云儿问她:“婢子看侯爷,似乎没有与老夫人缓和的意思。您整日去望舒院,不怕侯爷不高兴?”
沈知若:“作为妻子,我不会勉强侯爷做任何违心之事。
他夙遭冷待、险衅不断。害他的是阮氏,保护不及的是母亲。心中有恨、有怨皆是人之常情。故而,原谅与否,全凭他的心。
但大齐以孝治天下。他每日公务繁冗,若我这个妻子再不去婆母跟前侍奉,无异于将把柄递到有心人手中。为了一个不孝的罪名被皇上苛责,不值得。”
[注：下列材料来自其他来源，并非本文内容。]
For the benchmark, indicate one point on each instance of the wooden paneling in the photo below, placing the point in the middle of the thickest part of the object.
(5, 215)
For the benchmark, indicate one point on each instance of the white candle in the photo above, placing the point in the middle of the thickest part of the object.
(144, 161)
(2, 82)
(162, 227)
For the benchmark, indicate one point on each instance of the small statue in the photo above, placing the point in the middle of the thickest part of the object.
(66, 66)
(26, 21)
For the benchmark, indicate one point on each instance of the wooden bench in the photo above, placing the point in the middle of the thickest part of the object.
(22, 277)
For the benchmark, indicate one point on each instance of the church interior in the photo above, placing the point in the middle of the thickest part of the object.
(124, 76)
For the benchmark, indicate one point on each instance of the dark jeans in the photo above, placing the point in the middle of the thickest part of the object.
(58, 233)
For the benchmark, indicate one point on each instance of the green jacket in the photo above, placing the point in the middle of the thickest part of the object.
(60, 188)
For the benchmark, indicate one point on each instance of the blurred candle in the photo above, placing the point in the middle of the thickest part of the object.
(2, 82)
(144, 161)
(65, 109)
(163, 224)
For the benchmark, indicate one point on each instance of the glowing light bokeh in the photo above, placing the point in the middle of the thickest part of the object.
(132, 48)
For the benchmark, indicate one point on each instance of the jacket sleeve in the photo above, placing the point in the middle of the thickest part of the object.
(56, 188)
云儿笑得俏皮。“夫人,婢子觉得,您对侯爷越来越用心了。句句不离侯爷,且凡事都将他放在第一位。”
沈知若微怔。自己将萧荣轩放在第一位?还句句不离?
云儿的话让她陷入沉思。
太子一党几乎日日下朝后会被召入太子府。
个个都想不出破局之法。
五皇子赵钰泽被封瑞王后,从前许多看好他的人,对他的支持已摆在明面。瑞王争气,接手京畿营。
不止被封王,还有了兵权。而太子赵钰焱只剩空架子。
皇上没有与任何朝臣商议,直接下了圣旨,免得太子一党以各种理由反驳。
正因如此,太子党人心惶惶。
且赵钰焱听闻,萧荣轩手中似乎很重要的东西,是从南边萧家军传回的。
萧荣辰那个废物,数日探不出一点有用消息。
萧荣轩的贴身护卫,与沈知若身边的女护卫,两人不知去向。
所有头疼的事凑到一起,难怪赵钰焱日日发狂。
这种只能等待、将希望寄托于人的日子,太难熬。
太子妃父亲高胜倒是依旧忠心。
奈何高老将军已经放弃他,二房威望远胜过他。想要夺家主之位,只有一条路——弑父夺权。若二房拦路,也只能除之。
这是万不得已的最后一步。
兵部的实权除武官铨选、兵籍与兵器,再无其他。如今太子舅父一家,就是想帮忙,也心有余而力不足。
眼下唯一能抗衡赵钰泽的机会,就是将萧荣轩收入麾下。
但萧荣轩根本不将他放在眼里。
“一群废物!孤养着你们有何用?”赵钰焱见他们一个个闷葫芦似的,根本指望不上,额角突突跳着疼。